I have a continuum of objects, all affected by Brownian motion with drift $\mu$ and variance $\sigma^2$. I want to find the mass of those that are moving upwards, which I will make more precise in the discrete-time approximation that follows.
Discretize a grid over a with step size $\Delta_a = \bar a - \underline a$. Time period is $\Delta_t = (\Delta a/\sigma)^2$. In the interior, $a$ increases with probability $1/2 (1 + \mu \Delta_a/\sigma^2)$, and decreases with probability $1/2 (1 - \mu \Delta_a/\sigma^2)$. This yields an expected value of $\mu \Delta_t$ with second moment $\sigma^2 \Delta_t$.
Now, what I am interested in, in discrete time, is separating the "upward-movers" from the "downward-movers", and compute the "speed" ($\Delta_a/\Delta_t$) for each of these.

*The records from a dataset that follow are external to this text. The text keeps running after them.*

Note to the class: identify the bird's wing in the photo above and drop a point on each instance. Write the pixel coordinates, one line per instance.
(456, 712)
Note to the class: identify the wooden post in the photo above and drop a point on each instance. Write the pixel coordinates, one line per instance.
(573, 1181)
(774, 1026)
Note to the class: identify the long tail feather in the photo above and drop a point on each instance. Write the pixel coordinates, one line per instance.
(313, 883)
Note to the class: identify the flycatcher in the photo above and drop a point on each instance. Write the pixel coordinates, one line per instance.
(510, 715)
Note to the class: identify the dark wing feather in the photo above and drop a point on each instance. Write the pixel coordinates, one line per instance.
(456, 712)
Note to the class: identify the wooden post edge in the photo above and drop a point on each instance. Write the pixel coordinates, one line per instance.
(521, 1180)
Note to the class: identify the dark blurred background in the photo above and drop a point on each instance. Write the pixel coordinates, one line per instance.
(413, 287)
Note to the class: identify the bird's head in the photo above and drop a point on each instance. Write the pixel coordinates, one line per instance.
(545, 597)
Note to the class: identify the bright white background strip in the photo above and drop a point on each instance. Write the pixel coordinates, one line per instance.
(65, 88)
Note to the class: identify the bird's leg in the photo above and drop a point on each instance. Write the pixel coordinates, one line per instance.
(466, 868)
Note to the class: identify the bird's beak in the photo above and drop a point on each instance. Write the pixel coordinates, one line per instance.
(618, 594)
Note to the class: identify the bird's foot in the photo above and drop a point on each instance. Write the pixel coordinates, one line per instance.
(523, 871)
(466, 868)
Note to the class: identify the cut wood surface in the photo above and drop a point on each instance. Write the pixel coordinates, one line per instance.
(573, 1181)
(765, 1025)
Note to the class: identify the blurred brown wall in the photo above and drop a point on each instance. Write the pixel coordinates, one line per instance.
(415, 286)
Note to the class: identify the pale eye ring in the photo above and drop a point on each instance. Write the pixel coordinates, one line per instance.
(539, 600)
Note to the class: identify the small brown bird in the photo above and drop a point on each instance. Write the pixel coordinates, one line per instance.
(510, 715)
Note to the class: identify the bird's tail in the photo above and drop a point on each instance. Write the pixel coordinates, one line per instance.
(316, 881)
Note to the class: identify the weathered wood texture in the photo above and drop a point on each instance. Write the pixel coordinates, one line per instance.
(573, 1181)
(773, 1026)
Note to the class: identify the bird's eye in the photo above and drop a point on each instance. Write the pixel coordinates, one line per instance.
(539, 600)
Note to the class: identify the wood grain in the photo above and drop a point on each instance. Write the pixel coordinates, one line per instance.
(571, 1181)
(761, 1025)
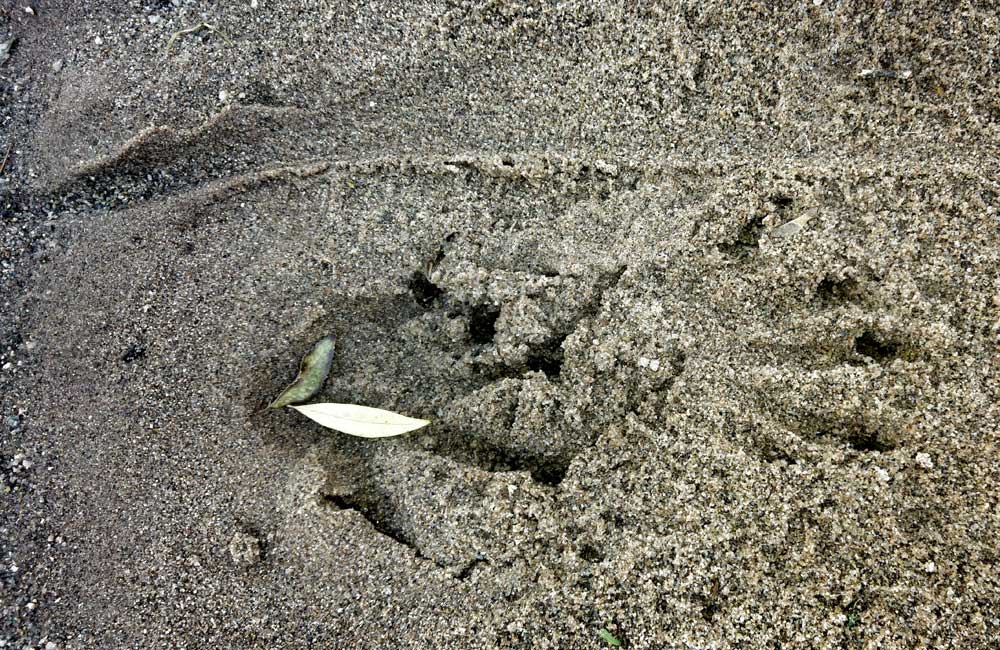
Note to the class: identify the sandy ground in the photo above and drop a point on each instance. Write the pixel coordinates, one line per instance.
(702, 300)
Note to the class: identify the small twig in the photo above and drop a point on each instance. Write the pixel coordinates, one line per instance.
(871, 73)
(194, 30)
(3, 166)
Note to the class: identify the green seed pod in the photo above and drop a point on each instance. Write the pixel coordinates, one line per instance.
(312, 373)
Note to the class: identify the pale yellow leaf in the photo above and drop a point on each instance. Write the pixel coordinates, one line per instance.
(362, 421)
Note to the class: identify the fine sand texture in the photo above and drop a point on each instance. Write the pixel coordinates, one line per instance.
(701, 298)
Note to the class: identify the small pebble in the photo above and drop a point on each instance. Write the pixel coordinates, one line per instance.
(244, 548)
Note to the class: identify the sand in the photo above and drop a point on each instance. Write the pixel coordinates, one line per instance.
(702, 300)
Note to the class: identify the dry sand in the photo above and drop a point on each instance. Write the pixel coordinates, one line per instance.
(558, 231)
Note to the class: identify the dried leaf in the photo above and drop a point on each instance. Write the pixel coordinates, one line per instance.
(313, 370)
(5, 48)
(790, 228)
(610, 638)
(362, 421)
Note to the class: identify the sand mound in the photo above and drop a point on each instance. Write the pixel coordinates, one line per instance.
(703, 305)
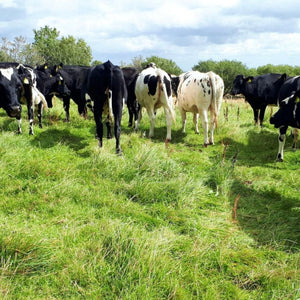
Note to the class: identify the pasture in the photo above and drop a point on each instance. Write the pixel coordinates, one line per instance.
(175, 221)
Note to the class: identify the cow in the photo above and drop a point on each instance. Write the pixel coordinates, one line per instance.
(153, 90)
(75, 78)
(130, 76)
(288, 114)
(30, 95)
(49, 85)
(107, 90)
(200, 93)
(259, 91)
(10, 94)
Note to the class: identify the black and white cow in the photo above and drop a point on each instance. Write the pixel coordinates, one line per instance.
(287, 115)
(200, 93)
(130, 76)
(10, 93)
(107, 90)
(75, 78)
(153, 90)
(30, 96)
(259, 91)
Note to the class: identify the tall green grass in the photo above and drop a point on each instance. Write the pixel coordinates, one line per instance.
(175, 221)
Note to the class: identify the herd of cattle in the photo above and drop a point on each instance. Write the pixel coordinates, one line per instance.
(105, 89)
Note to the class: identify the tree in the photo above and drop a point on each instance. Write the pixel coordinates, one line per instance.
(47, 43)
(66, 50)
(166, 64)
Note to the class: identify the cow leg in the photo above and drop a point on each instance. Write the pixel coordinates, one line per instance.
(19, 121)
(130, 113)
(117, 134)
(262, 115)
(204, 121)
(196, 119)
(108, 127)
(99, 125)
(183, 119)
(152, 118)
(137, 122)
(255, 112)
(136, 112)
(30, 118)
(295, 138)
(40, 113)
(212, 128)
(281, 141)
(66, 103)
(169, 123)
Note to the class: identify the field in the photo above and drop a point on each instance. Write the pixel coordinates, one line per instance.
(175, 221)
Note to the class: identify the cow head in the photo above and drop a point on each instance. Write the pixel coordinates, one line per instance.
(10, 91)
(239, 84)
(175, 83)
(59, 86)
(288, 113)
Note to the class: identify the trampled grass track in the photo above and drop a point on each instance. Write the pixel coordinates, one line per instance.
(175, 221)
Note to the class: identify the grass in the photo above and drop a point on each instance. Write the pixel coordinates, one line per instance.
(175, 221)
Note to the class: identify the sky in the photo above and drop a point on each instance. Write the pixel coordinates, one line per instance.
(253, 32)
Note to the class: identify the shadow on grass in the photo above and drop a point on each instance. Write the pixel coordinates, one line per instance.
(51, 137)
(268, 216)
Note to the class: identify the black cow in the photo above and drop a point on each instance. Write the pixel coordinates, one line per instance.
(130, 76)
(259, 91)
(10, 93)
(75, 78)
(107, 89)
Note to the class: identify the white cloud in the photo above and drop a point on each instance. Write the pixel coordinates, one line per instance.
(253, 31)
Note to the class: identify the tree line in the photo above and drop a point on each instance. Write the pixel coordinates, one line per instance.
(49, 47)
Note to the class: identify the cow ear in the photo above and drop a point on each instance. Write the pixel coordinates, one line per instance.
(249, 79)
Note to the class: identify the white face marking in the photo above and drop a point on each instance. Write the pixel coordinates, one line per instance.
(7, 72)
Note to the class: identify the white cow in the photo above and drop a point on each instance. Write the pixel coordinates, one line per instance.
(200, 93)
(153, 90)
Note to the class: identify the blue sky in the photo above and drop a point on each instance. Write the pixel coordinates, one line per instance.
(253, 32)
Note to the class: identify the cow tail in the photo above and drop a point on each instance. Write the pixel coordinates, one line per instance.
(170, 105)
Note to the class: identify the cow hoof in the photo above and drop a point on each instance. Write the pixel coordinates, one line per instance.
(119, 152)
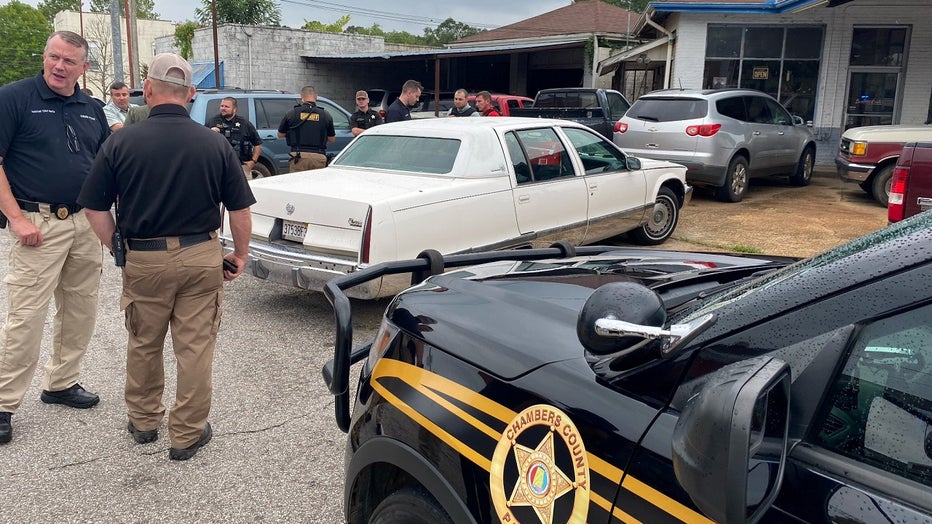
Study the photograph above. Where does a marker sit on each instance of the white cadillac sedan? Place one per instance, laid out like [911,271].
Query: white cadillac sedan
[456,185]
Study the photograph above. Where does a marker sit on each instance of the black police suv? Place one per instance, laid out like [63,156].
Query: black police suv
[619,385]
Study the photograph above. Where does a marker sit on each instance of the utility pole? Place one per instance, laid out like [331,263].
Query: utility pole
[117,41]
[213,9]
[81,26]
[129,44]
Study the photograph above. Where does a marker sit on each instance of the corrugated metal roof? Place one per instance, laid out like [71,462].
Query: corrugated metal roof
[446,52]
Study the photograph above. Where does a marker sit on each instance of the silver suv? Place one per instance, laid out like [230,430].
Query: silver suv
[723,137]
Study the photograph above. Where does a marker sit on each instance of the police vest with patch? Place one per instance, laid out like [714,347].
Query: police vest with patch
[307,128]
[234,131]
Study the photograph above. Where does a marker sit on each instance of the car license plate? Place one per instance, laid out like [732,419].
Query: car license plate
[293,230]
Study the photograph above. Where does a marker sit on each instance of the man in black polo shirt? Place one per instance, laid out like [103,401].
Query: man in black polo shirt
[170,175]
[400,109]
[49,133]
[307,129]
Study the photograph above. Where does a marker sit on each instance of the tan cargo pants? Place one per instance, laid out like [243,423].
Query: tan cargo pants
[180,288]
[67,267]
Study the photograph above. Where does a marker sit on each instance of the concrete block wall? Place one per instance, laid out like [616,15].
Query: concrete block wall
[258,57]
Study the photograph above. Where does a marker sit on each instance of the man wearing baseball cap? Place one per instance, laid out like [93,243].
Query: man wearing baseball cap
[364,118]
[169,175]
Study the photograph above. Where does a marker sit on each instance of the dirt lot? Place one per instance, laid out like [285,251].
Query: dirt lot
[779,219]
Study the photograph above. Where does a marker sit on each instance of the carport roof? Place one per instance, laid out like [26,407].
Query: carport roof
[567,42]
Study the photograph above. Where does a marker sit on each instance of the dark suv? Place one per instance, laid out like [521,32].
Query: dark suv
[723,137]
[627,385]
[265,110]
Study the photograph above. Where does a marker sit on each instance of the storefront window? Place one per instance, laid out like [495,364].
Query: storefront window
[876,66]
[872,46]
[780,61]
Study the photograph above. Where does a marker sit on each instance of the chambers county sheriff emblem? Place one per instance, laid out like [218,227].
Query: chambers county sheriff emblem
[540,470]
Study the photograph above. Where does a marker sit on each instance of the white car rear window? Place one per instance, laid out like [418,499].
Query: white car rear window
[401,153]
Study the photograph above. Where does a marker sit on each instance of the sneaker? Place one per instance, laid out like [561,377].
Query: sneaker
[6,427]
[190,451]
[73,397]
[142,437]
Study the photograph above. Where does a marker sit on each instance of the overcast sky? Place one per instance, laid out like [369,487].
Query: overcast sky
[411,16]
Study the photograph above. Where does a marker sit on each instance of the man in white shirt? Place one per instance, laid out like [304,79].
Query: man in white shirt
[118,106]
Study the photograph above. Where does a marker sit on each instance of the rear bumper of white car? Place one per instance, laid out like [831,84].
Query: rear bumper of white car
[297,269]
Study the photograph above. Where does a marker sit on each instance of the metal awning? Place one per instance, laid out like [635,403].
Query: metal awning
[611,63]
[439,53]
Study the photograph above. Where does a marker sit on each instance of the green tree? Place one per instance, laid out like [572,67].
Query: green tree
[23,32]
[245,12]
[184,35]
[145,9]
[50,8]
[404,37]
[448,31]
[336,27]
[393,37]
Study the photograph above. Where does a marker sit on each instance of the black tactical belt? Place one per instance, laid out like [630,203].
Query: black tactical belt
[62,211]
[161,244]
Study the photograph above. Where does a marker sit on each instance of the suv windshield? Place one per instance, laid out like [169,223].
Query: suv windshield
[668,109]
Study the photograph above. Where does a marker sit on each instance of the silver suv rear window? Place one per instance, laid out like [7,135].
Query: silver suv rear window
[668,109]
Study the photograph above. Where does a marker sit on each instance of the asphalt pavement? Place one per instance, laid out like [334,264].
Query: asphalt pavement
[276,454]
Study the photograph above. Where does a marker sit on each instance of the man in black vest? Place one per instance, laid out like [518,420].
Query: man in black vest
[239,132]
[364,117]
[308,129]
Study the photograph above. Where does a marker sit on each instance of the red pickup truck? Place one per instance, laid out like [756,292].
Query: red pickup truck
[911,189]
[866,155]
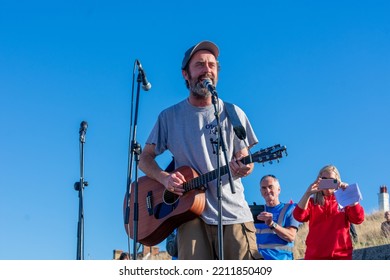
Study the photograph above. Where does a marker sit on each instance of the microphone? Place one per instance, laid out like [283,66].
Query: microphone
[83,131]
[207,83]
[145,84]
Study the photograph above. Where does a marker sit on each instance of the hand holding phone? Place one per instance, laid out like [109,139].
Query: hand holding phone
[328,184]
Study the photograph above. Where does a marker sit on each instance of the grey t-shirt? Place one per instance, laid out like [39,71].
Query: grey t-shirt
[187,132]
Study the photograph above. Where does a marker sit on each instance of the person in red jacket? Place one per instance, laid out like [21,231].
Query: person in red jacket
[328,237]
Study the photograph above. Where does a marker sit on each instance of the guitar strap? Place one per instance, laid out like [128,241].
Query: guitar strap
[237,126]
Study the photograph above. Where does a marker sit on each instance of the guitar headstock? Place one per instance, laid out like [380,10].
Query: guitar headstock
[269,154]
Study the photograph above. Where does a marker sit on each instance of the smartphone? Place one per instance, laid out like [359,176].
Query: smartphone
[256,210]
[328,184]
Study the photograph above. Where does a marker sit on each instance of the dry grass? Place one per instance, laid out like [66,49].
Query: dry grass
[369,234]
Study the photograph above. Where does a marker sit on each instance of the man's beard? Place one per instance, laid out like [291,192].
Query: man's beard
[197,89]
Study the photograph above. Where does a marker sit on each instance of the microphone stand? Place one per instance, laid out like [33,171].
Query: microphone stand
[135,151]
[79,186]
[220,144]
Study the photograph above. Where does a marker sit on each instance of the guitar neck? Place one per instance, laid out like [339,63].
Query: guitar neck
[203,179]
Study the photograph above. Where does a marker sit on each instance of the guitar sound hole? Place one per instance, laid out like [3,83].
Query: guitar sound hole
[170,198]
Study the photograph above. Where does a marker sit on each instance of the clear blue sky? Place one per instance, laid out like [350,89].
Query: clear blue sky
[311,75]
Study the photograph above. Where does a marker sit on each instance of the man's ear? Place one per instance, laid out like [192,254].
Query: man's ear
[185,74]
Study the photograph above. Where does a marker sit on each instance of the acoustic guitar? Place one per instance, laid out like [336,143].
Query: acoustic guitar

For upward-movers, we have how much you move upwards X prob of moving upwards per unit of time:
$$\Delta_a \cdot \left[\frac{1}{2}(1 + \frac{\mu\Delta_a}{\sigma^2}) \right]/\Delta_t\\ = \frac{1}{2}\left[\sigma^2\frac{\Delta_t}{\Delta_a} + \frac{\mu\Delta_a^2}{\sigma^2})\right]/\Delta_t\\ = \frac{1}{2}\left[\sigma^2\frac{\Delta_t}{\Delta_a} + \mu\Delta_t\right]/\Delta_t\\ = \frac{1}{2}\left[ \sigma^2\frac{1}{\Delta_a} + \mu\right] $$
Now, when $\Delta_t \to 0$, we have $\Delta_a \to 0$, so the first term explodes. What am I missing?